A Câmara Legislativa do Distrito Federal (CLDF) aprovou na noite de terça-feira (9) o projeto de lei que autoriza o Governo do Distrito Federal (GDF) a contratar um empréstimo de R$ 6,6 bilhões junto ao Fundo Garantidor de Crédito (FGC). Este valor será destinado a cobrir parte dos prejuízos sofridos pelo Banco de Brasília (BRB) em decorrência de operações financeiras realizadas com o Banco Master entre 2024 e 2025.

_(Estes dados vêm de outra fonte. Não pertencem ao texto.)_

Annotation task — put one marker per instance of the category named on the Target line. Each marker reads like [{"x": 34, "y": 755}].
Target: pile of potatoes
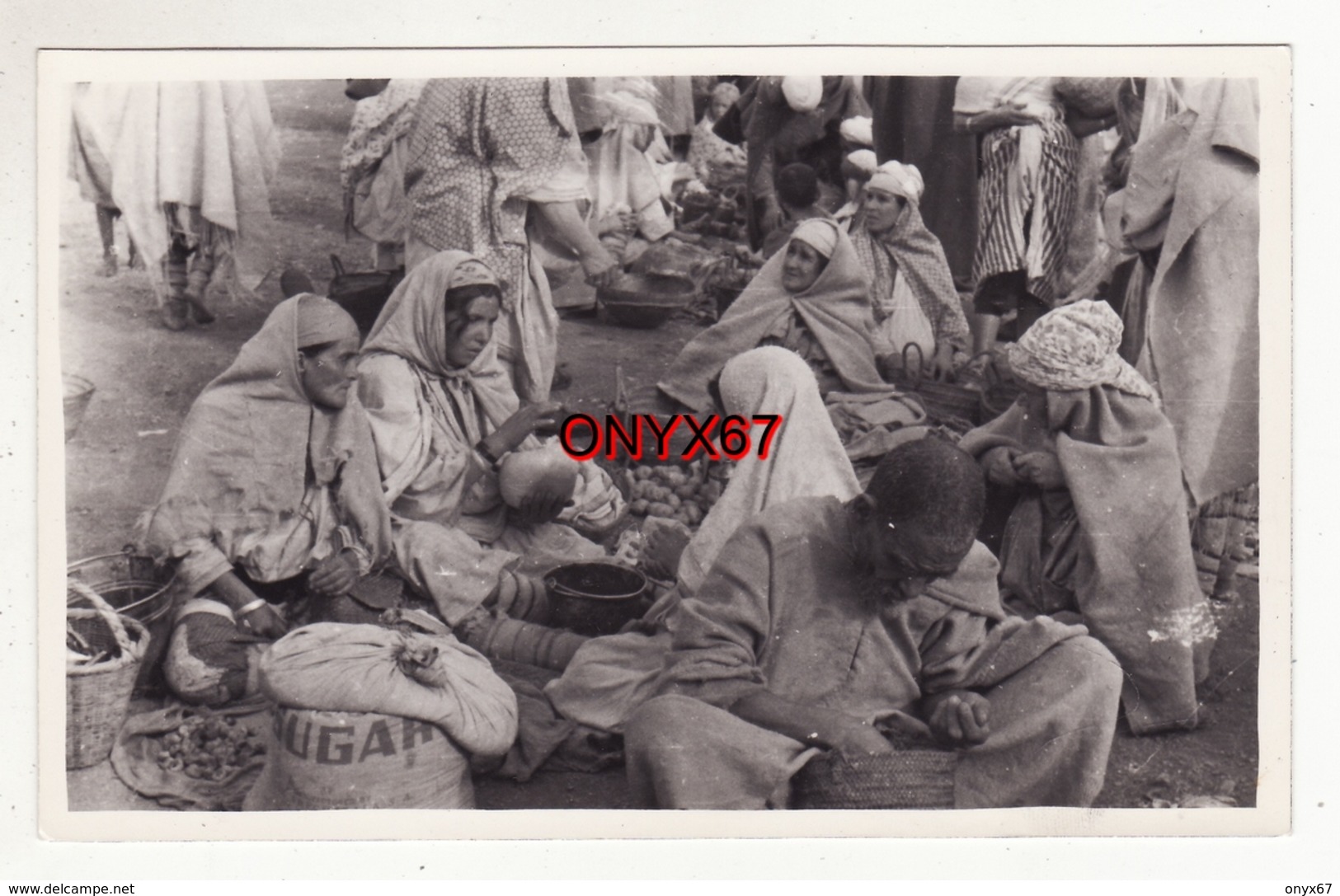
[{"x": 671, "y": 492}]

Detalhes da Proposta e Tramitação
O PL nº 2363/2026, de autoria do Poder Executivo, visa restabelecer e fortalecer as condições econômico-financeiras do BRB. Aprovado em regime de urgência por 11 votos favoráveis, 9 contrários, 1 abstenção e 3 ausências, o projeto ratifica o acordo firmado entre GDF, BRB, União e Banco Central. A homologação do acordo pelo Supremo Tribunal Federal (STF) ocorreu antes mesmo da votação na Câmara Legislativa.
Controvérsias e Críticas sobre Transparência
O processo de socorro ao BRB tem gerado diversas críticas por sua alegada falta de transparência, especialmente porque o banco ainda não divulgou seu balanço financeiro de 2025, cuja publicação era esperada até 31 de março. O senador Renan Calheiros (MDB-AL), presidente da Comissão de Assuntos Econômicos (CAE) do Senado, questionou a homologação do plano pelo STF sem a divulgação do balanço, salientando a ausência de informações sobre o real tamanho do prejuízo.
Na Câmara Legislativa, deputados de oposição e independentes também criticaram o PL, apontando falhas e a falta de clareza sobre detalhes operacionais como taxas de juros, prazos e impacto fiscal. Parlamentares governistas, contudo, defenderam a urgência da medida como essencial para a preservação do BRB.
Garantias e Impactos nas Finanças Distritais
O PL aprovado estabelece as contragarantias do GDF para o empréstimo de R$ 6,6 bilhões e as medidas necessárias para o pagamento da dívida. As garantias estão vinculadas a recursos do GDF provenientes dos Fundos de Participação dos Estados (FPE) e dos Municípios (FPM). Adicionalmente, o GDF se compromete a implementar medidas de controle de despesas públicas, o que pode resultar na restrição de novos concursos e reajustes salariais para servidores.
O STF determinou que eventuais recursos obtidos pelo Distrito Federal via judicial ou acordos relacionados aos prejuízos do BRB deverão ser prioritariamente destinados ao pagamento do empréstimo. Entidades como o Sindicato dos Professores (Sinpro) alertam que o pagamento da dívida pode levar a cortes em áreas essenciais como educação, saúde e segurança pública, precarizando serviços públicos e relações de trabalho.
Dimensionamento do Prejuízo Estimado
O presidente do BRB, Nelson Antônio de Souza, informou que as perdas estimadas do banco totalizam R$ 8,8 bilhões. Uma auditoria revelou que, dos R$ 30 bilhões em títulos adquiridos do Banco Master, cerca de R$ 2,6 bilhões não possuem lastro, sem garantia de reembolso, e outros R$ 6,2 bilhões estão sob risco de perda.